Update on the Six-Party Process
Assistant Secretary, Bureau of East Asian and Pacific Affairs
ASSISTANT SECRETARY HILL: It was fine. As always, we talked about the Six-Party process, what to do in the coming weeks. I tried to tell him how I see the situation in Washington, how there is a commitment to try to continue this process, but we’re going to need the North Koreans to be serious about some things as well.
QUESTION: Do you have any idea as to verification?
ASSISTANT SECRETARY HILL: No, no specifics.
QUESTION: But when is the new U.S. administration ready to have the next round of Six-Party Talks?
ASSISTANT SECRETARY HILL: Well, Secretary Clinton will be here next week and I am sure that one of the issues that she will talk about is the Six-Party process.
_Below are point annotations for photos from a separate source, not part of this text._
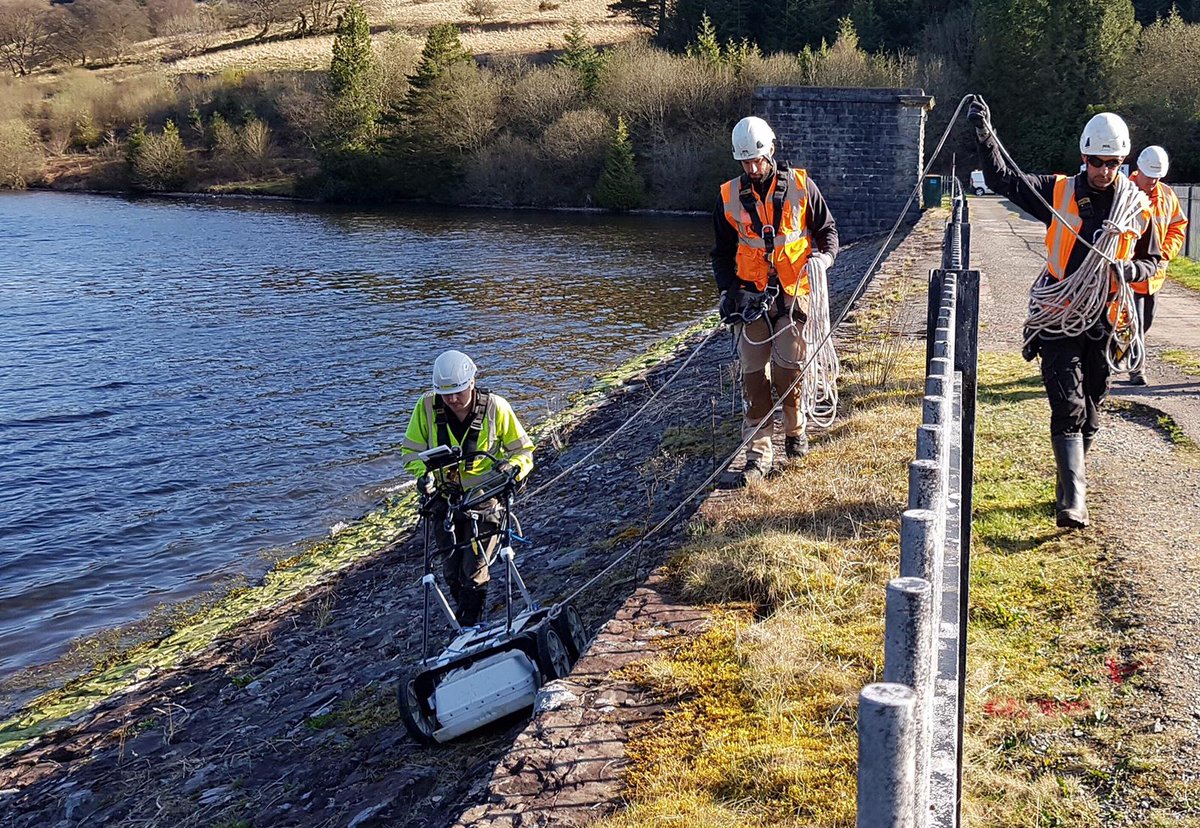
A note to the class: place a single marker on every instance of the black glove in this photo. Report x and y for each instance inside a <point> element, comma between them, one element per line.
<point>979,117</point>
<point>1125,271</point>
<point>426,485</point>
<point>730,306</point>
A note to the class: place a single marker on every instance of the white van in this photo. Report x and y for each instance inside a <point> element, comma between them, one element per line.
<point>978,186</point>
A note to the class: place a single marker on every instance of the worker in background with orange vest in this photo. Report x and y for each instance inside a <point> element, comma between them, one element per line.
<point>1075,369</point>
<point>772,226</point>
<point>1170,223</point>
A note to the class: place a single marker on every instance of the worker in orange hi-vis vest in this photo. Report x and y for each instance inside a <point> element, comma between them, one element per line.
<point>772,227</point>
<point>1075,363</point>
<point>1170,225</point>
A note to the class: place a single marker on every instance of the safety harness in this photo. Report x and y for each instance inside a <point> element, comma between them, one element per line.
<point>760,303</point>
<point>474,424</point>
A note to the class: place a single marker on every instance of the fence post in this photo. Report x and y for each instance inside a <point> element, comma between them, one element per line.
<point>886,756</point>
<point>907,659</point>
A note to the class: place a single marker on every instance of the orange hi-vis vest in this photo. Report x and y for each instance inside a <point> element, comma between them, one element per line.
<point>1061,241</point>
<point>792,243</point>
<point>1170,225</point>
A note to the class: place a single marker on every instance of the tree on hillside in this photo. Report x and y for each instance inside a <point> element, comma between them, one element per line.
<point>443,49</point>
<point>102,30</point>
<point>353,84</point>
<point>1044,66</point>
<point>621,186</point>
<point>1159,93</point>
<point>27,33</point>
<point>651,13</point>
<point>581,57</point>
<point>264,13</point>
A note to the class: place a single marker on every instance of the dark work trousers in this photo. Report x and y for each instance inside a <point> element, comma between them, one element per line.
<point>466,567</point>
<point>1145,306</point>
<point>1075,373</point>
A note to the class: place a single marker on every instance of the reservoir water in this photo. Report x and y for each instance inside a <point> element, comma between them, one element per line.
<point>191,387</point>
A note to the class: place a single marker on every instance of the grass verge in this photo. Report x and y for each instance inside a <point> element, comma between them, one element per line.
<point>1186,271</point>
<point>118,667</point>
<point>761,726</point>
<point>1186,360</point>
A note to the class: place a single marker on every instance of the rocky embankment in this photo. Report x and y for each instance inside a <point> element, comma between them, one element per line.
<point>292,719</point>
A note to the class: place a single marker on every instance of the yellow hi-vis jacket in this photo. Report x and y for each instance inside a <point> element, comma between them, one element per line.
<point>1170,223</point>
<point>495,430</point>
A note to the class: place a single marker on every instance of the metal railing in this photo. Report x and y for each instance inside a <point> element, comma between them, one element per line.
<point>910,726</point>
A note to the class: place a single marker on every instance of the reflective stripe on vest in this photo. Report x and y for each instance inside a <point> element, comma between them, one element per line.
<point>1061,241</point>
<point>1164,211</point>
<point>478,466</point>
<point>792,238</point>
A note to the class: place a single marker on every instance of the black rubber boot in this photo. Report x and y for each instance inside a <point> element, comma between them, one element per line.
<point>1071,510</point>
<point>754,472</point>
<point>795,448</point>
<point>471,605</point>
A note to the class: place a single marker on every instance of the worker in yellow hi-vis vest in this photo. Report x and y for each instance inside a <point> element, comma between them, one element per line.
<point>457,413</point>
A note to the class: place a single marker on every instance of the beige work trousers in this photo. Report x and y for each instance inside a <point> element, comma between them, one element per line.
<point>777,363</point>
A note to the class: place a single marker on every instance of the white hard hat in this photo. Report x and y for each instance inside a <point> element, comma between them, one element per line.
<point>1153,162</point>
<point>753,138</point>
<point>1105,135</point>
<point>453,372</point>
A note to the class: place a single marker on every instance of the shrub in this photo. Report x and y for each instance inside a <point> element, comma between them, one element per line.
<point>576,145</point>
<point>508,172</point>
<point>688,171</point>
<point>621,187</point>
<point>661,94</point>
<point>21,154</point>
<point>160,161</point>
<point>540,97</point>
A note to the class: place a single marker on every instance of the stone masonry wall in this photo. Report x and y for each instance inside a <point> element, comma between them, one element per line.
<point>862,147</point>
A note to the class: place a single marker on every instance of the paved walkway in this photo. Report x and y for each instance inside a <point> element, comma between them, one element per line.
<point>1144,491</point>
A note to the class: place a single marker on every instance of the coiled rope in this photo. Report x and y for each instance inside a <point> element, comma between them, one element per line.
<point>1072,306</point>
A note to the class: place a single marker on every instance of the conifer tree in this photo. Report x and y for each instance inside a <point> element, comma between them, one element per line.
<point>353,84</point>
<point>621,187</point>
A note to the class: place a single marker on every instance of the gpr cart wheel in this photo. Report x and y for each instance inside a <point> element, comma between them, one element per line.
<point>419,719</point>
<point>553,660</point>
<point>570,629</point>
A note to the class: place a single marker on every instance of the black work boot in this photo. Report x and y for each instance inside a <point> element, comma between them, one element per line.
<point>1071,510</point>
<point>796,447</point>
<point>754,472</point>
<point>471,605</point>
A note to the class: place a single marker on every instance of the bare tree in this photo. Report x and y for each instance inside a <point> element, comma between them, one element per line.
<point>103,29</point>
<point>27,33</point>
<point>267,13</point>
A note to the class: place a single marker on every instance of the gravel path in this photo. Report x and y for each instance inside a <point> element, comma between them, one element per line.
<point>1144,491</point>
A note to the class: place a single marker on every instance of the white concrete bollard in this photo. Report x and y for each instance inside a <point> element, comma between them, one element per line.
<point>921,545</point>
<point>887,765</point>
<point>929,442</point>
<point>925,486</point>
<point>907,659</point>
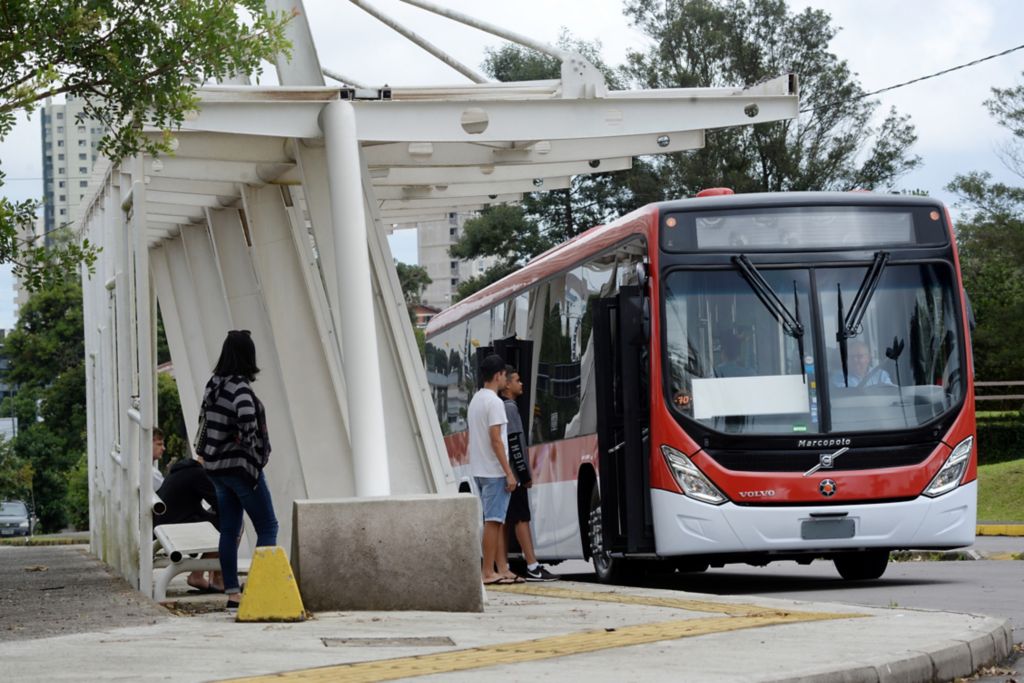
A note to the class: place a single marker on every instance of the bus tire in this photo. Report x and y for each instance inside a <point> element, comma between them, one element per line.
<point>608,569</point>
<point>863,565</point>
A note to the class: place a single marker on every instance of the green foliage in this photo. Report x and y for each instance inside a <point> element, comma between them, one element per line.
<point>47,369</point>
<point>724,43</point>
<point>163,350</point>
<point>50,460</point>
<point>132,62</point>
<point>77,498</point>
<point>15,474</point>
<point>171,420</point>
<point>1000,438</point>
<point>999,488</point>
<point>477,283</point>
<point>990,236</point>
<point>48,338</point>
<point>706,43</point>
<point>414,280</point>
<point>515,233</point>
<point>421,341</point>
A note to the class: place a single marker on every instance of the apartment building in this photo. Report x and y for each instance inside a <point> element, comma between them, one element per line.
<point>434,239</point>
<point>69,151</point>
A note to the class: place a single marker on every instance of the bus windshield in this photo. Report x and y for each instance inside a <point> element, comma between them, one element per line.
<point>732,367</point>
<point>903,365</point>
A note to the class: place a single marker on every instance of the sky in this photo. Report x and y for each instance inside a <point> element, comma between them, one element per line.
<point>884,42</point>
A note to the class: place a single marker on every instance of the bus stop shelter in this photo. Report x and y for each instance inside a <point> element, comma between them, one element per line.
<point>271,215</point>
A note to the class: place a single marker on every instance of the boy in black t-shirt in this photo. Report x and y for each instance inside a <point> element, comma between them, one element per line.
<point>518,514</point>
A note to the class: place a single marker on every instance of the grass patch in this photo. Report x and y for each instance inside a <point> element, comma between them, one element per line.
<point>43,541</point>
<point>999,486</point>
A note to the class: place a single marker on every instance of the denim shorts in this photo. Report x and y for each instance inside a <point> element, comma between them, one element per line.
<point>494,498</point>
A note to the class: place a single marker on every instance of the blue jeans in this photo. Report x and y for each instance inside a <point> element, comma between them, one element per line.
<point>233,497</point>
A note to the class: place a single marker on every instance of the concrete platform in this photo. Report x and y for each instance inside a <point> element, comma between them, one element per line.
<point>526,632</point>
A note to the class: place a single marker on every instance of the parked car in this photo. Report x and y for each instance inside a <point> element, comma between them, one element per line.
<point>14,518</point>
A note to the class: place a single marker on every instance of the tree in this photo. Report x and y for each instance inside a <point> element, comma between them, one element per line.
<point>171,420</point>
<point>833,145</point>
<point>132,61</point>
<point>514,233</point>
<point>990,237</point>
<point>414,280</point>
<point>705,43</point>
<point>15,474</point>
<point>47,367</point>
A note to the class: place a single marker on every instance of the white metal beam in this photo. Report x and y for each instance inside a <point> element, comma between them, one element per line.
<point>448,203</point>
<point>472,188</point>
<point>434,175</point>
<point>218,187</point>
<point>565,119</point>
<point>200,169</point>
<point>475,154</point>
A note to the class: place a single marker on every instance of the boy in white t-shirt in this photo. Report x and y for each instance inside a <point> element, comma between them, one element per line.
<point>488,463</point>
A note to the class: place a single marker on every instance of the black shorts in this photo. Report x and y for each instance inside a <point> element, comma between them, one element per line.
<point>518,506</point>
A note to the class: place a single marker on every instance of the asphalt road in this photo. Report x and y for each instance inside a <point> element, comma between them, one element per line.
<point>59,590</point>
<point>993,588</point>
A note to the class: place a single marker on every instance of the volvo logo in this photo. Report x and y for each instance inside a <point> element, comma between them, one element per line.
<point>822,442</point>
<point>826,461</point>
<point>765,493</point>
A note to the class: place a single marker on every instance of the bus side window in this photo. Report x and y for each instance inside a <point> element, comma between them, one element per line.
<point>596,283</point>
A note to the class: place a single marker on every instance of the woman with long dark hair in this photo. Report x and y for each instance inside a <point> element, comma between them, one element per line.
<point>235,451</point>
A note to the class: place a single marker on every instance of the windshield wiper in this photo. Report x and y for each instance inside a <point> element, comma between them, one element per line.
<point>792,324</point>
<point>849,326</point>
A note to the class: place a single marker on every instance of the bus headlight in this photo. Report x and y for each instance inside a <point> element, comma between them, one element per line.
<point>952,470</point>
<point>691,480</point>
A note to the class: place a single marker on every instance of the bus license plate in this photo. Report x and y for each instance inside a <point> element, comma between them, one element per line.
<point>814,529</point>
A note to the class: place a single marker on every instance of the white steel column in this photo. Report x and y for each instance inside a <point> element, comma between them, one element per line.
<point>358,330</point>
<point>146,375</point>
<point>248,310</point>
<point>322,457</point>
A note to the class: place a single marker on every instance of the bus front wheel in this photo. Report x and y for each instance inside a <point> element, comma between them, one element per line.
<point>864,565</point>
<point>608,569</point>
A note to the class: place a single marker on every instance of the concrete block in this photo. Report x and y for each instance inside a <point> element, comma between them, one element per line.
<point>400,552</point>
<point>912,668</point>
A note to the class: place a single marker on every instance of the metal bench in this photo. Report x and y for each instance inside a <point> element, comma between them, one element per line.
<point>178,549</point>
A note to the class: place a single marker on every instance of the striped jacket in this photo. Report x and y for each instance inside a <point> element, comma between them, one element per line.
<point>237,441</point>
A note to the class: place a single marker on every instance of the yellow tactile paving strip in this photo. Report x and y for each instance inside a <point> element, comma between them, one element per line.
<point>740,616</point>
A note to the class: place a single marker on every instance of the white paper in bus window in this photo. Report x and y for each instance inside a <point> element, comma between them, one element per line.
<point>765,394</point>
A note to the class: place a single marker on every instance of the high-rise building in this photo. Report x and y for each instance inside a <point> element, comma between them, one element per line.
<point>70,143</point>
<point>445,272</point>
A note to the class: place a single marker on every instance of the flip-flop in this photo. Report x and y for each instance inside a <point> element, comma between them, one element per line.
<point>501,581</point>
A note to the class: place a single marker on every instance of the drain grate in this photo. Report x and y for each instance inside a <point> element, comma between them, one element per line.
<point>424,641</point>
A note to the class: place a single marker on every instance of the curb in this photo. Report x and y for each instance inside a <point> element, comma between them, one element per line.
<point>957,657</point>
<point>1003,528</point>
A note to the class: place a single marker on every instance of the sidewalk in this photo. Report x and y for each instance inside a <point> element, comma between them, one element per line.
<point>527,632</point>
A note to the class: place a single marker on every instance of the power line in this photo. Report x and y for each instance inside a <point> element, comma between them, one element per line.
<point>915,80</point>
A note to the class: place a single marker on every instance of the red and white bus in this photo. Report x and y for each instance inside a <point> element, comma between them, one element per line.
<point>734,379</point>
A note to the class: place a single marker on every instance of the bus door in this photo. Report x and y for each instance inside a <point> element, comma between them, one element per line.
<point>623,416</point>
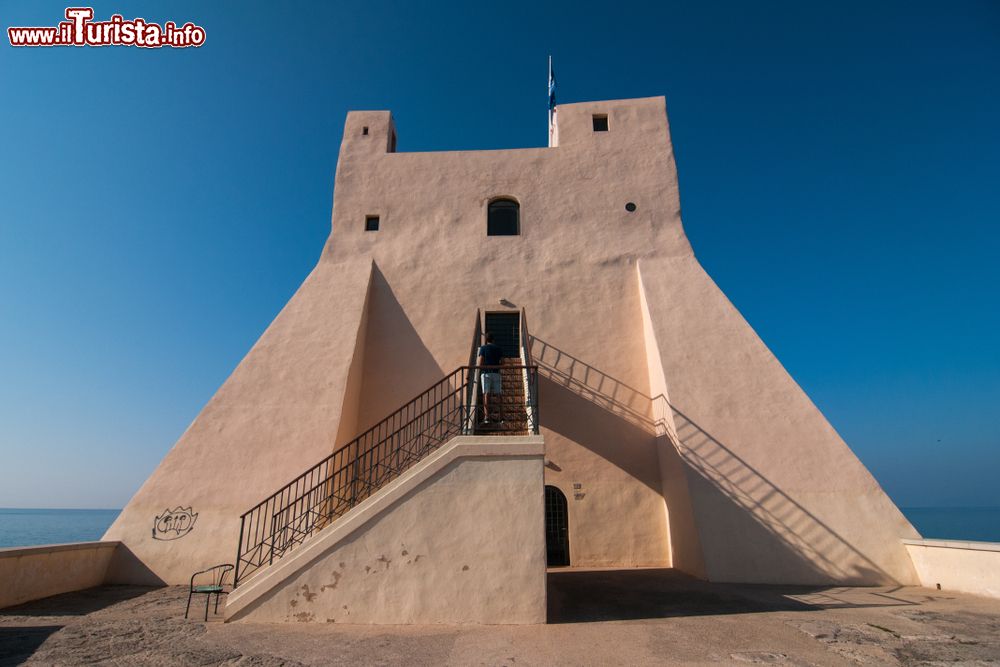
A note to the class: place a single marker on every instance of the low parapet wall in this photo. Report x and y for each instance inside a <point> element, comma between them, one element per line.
<point>31,573</point>
<point>969,567</point>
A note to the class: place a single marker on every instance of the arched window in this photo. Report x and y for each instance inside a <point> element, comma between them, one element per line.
<point>503,218</point>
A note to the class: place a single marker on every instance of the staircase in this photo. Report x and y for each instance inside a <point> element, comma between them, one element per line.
<point>355,471</point>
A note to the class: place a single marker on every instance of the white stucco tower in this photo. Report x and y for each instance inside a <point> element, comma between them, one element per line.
<point>672,433</point>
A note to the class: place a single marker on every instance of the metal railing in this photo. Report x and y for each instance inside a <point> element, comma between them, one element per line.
<point>364,465</point>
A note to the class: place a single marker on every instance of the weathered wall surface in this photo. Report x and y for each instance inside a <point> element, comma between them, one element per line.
<point>778,497</point>
<point>459,538</point>
<point>572,268</point>
<point>277,414</point>
<point>32,573</point>
<point>969,567</point>
<point>386,313</point>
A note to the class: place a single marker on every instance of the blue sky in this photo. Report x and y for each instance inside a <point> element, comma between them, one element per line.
<point>839,166</point>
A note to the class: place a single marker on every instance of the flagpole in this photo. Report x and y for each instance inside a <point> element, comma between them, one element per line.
<point>550,101</point>
<point>550,106</point>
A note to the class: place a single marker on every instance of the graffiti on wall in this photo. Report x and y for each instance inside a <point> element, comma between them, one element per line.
<point>173,524</point>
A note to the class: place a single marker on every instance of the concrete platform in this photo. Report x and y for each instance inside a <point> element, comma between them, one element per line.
<point>596,617</point>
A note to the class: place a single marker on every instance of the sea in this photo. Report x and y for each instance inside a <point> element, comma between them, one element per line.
<point>30,527</point>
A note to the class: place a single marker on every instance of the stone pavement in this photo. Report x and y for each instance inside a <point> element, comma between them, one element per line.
<point>599,617</point>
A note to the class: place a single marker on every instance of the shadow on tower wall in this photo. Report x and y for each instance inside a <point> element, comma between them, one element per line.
<point>755,526</point>
<point>397,365</point>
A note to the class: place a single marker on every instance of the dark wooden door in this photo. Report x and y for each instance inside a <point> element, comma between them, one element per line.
<point>556,528</point>
<point>506,330</point>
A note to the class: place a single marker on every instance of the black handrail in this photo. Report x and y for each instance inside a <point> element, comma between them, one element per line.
<point>361,467</point>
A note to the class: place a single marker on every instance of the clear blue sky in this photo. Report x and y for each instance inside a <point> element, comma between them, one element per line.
<point>839,168</point>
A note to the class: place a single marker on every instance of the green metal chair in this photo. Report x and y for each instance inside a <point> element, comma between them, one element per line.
<point>214,583</point>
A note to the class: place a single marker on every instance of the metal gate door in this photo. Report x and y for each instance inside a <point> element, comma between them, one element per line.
<point>556,528</point>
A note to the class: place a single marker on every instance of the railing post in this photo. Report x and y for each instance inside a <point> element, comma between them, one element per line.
<point>239,552</point>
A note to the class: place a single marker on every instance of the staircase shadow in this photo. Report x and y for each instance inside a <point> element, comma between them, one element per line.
<point>740,499</point>
<point>589,596</point>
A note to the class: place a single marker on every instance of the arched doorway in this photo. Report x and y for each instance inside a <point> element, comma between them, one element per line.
<point>556,528</point>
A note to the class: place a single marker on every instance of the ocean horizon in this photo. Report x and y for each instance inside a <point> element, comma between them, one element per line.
<point>32,527</point>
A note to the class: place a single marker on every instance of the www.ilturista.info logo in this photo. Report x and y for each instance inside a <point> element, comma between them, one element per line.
<point>81,30</point>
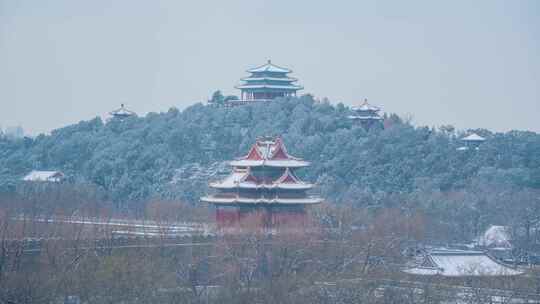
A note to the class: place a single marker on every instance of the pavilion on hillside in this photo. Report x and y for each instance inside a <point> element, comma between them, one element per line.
<point>472,141</point>
<point>266,83</point>
<point>366,115</point>
<point>263,191</point>
<point>44,176</point>
<point>122,113</point>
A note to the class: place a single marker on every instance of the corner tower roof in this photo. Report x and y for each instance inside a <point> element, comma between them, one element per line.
<point>269,67</point>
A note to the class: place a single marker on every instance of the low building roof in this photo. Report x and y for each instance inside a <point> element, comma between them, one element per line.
<point>122,111</point>
<point>496,236</point>
<point>241,178</point>
<point>365,106</point>
<point>460,263</point>
<point>473,137</point>
<point>269,152</point>
<point>261,201</point>
<point>43,176</point>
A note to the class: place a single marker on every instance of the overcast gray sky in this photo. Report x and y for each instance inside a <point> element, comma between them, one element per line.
<point>467,63</point>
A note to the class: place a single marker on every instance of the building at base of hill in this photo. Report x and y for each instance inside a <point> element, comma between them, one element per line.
<point>447,263</point>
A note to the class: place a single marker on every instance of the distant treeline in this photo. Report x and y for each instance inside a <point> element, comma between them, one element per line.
<point>134,159</point>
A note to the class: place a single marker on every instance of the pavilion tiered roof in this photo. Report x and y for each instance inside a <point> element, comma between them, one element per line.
<point>269,153</point>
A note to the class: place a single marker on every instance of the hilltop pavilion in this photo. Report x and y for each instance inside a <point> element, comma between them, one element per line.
<point>122,113</point>
<point>472,141</point>
<point>263,190</point>
<point>367,115</point>
<point>267,82</point>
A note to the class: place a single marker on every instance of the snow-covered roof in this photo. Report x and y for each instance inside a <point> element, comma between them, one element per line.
<point>496,236</point>
<point>239,179</point>
<point>122,111</point>
<point>284,79</point>
<point>271,152</point>
<point>365,106</point>
<point>261,200</point>
<point>269,67</point>
<point>290,163</point>
<point>270,86</point>
<point>473,137</point>
<point>44,176</point>
<point>461,263</point>
<point>365,117</point>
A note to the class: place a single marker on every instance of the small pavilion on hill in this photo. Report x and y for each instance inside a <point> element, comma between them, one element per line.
<point>471,141</point>
<point>263,190</point>
<point>122,113</point>
<point>266,83</point>
<point>366,115</point>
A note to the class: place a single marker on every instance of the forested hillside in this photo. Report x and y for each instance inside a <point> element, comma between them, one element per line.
<point>134,159</point>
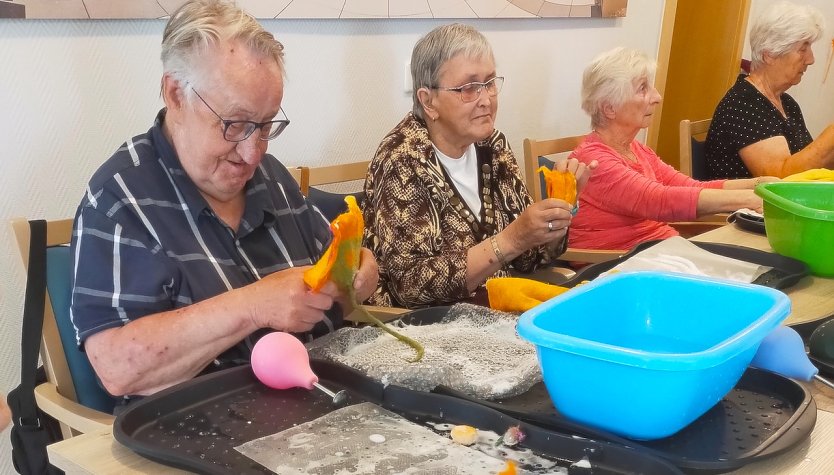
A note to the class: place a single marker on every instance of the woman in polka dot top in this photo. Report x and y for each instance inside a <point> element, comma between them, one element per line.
<point>757,128</point>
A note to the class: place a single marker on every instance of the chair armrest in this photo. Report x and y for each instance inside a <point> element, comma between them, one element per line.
<point>384,314</point>
<point>78,417</point>
<point>720,218</point>
<point>549,274</point>
<point>688,229</point>
<point>591,256</point>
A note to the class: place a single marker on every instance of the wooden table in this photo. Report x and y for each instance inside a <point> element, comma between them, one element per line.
<point>812,298</point>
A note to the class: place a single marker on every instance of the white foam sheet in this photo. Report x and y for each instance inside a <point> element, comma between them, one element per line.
<point>367,439</point>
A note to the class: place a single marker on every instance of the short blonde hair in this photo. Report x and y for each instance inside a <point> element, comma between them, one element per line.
<point>779,28</point>
<point>438,46</point>
<point>609,79</point>
<point>200,24</point>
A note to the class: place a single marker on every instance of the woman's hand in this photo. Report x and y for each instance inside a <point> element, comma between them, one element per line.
<point>542,222</point>
<point>748,183</point>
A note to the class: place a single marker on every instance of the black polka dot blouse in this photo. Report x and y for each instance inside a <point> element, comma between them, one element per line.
<point>743,117</point>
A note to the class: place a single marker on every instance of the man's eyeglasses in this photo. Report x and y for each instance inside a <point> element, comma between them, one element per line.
<point>240,130</point>
<point>472,91</point>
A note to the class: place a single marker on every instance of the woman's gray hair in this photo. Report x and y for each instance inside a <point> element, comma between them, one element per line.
<point>779,28</point>
<point>200,24</point>
<point>438,46</point>
<point>609,80</point>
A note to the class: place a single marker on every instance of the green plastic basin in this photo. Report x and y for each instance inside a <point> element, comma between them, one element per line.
<point>799,221</point>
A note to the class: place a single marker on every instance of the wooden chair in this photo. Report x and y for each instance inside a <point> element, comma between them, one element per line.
<point>71,394</point>
<point>332,203</point>
<point>535,156</point>
<point>692,135</point>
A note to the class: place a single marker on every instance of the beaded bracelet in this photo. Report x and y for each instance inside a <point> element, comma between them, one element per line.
<point>497,250</point>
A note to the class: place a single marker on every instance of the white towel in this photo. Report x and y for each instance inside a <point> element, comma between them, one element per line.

QUESTION: It has been reported that North Korea has been preparing to launch a missile, can you discuss this?
ASSISTANT SECRETARY HILL: I don’t want to get into the specifics of what I can discuss, but I think the U.S. position on that is pretty well known.
QUESTION: Is there any information about Mr. Kim Jong Il’s health?
ASSISTANT SECRETARY HILL: No, nothing new - and not because I didn’t ask.
QUESTION: Secretary Clinton talked about resuming the military exchange with China while at the Asia Society. Do you have anything on this?
ASSISTANT SECRETARY HILL: I don’t have anything new on that today, but I think that Secretary Clinton’s words speak for themselves -- that the U.S. is very much interested in getting that process going.
QUESTION: Does that mean that the U.S. arms sales to Taiwan, that there is no more an (inaudible) for military exchanges?
ASSISTANT SECRETARY HILL: Well, as you know, the Chinese responded to the arms sale issue with a suspension of their military exchanges. And you know our view is that the military exchanges are very valuable for both countries - for China and the U.S. -and we would hope that we could get moving on that.